Privalyse goes beyond simple regex matching by building a semantic understanding of your code.
Privalyse parses your code (AST for Python, AST/Regex for JS) to build a graph where:
- Nodes represent variables, functions, API calls, and data sources.
- Edges represent data flow (assignments, function calls, return values).
This allows the scanner to trace data from a Source (e.g., user input) to a Sink (e.g., logging, external API).
The scanner identifies "tainted" data—variables containing PII or secrets. It then propagates this taint through the graph.
Example:
email = request.form['email']->emailis tainted (Source: User Input).log_msg = f"User: {email}"->log_msgis tainted (Propagation).logging.info(log_msg)-> Leak Detected (Sink: Logging).
Privalyse resolves imports to track data flow across multiple files. If a function in utils.py returns PII, and main.py logs the result of that function, Privalyse detects the leak.
- Discovery: Find all relevant files in the project.
- Import Resolution: Build a dependency graph of modules.
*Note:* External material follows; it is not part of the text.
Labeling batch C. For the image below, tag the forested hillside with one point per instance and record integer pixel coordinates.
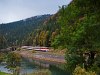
(80, 35)
(46, 34)
(15, 32)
- Symbol Analysis: Index functions, classes, and variables (Global Symbol Table).
- Intra-file Analysis:
- Parse code to AST.
- Identify Sources (PII, Secrets).
- Identify Sinks (APIs, Logs, DBs).
- Track data flow within the file.
- Cross-file Propagation: Connect flows between modules using the Import Graph.
- Policy Check: Verify findings against configured policies (e.g., GDPR compliance).
- Reporting: Generate output in the requested format.
- Python: Full AST-based analysis with cross-file tracking.
- JavaScript/TypeScript: Hybrid analysis (Regex + partial AST) for detecting common patterns in React/Node.js apps.